In Ashar 2077, the average fixed deposit rate was 9.02 percent, with fixed deposits making up 48.6 percent of total deposits. During the post-COVID period, as rates declined, their share fell to 47 percent by Ashar 2078, when the average fixed deposit rate was 7.72 percent. Later, as rates rose again, the share of fixed deposits also increased.
By Poush 2079, when the average fixed deposit rate peaked at 11.06 percent, the share of fixed deposits reached 60.4 percent — the highest level. Since then, as interest rates have fallen, the share has also dropped, reaching 48.3 percent by Ashar 2082, according to NRB data.
Economist Dr Prakash Kumar Shrestha, also a former NRB Executive Director, warns that when banks collect short-term deposits but make long-term investments, it creates a maturity mismatch risk.

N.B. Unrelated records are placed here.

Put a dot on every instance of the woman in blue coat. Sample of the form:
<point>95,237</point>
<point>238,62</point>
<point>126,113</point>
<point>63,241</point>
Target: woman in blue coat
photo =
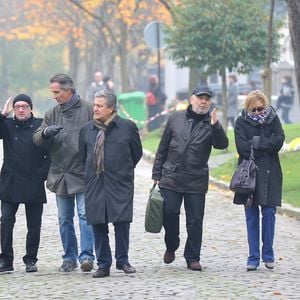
<point>260,127</point>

“Even if the long-term investments and funding sources don’t perfectly match, they should at least be close. But that isn’t happening,” said Shrestha. “This mismatch is causing large swings in interest rates. Banks have cut not only short-term but also long-term deposit rates due to excess liquidity. Yet, lower rates make long-term deposits unattractive.”

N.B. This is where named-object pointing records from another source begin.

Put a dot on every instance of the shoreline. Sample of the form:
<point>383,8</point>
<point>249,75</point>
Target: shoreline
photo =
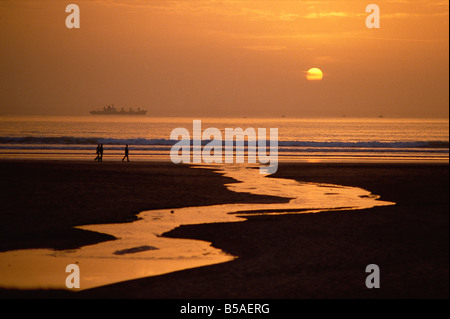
<point>271,267</point>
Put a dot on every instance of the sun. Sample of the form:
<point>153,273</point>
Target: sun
<point>314,74</point>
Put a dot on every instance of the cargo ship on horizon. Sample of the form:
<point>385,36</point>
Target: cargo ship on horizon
<point>111,110</point>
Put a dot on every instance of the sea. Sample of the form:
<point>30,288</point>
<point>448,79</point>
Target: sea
<point>299,139</point>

He added that if banks were to offer roughly similar long-term deposit rates as they do now — slightly below or above 9 percent — then even if rates rise later, the mismatch problem would cause less volatility. However, because banks focus only on short-term conditions and lack long-term planning, both interest rate volatility and funding mismatches persist.
With deposit rates now at historic lows, investors are showing growing interest in bonds. Some banks have issued bonds as required by NRB’s policy, but Nepal’s corporate bond market is still underdeveloped and not widely used for fundraising.
Due to the lack of alternative investment instruments, the sharp fall in deposit rates may gradually push savers toward real estate and the stock market, while also boosting household consumption, according to Shrestha. He cautioned that while banks currently face no liquidity shortage thanks to strong remittance inflows and reduced imports, if banks fail to utilize this liquidity effectively, even a small decline in remittances could revive the liquidity crisis of the past.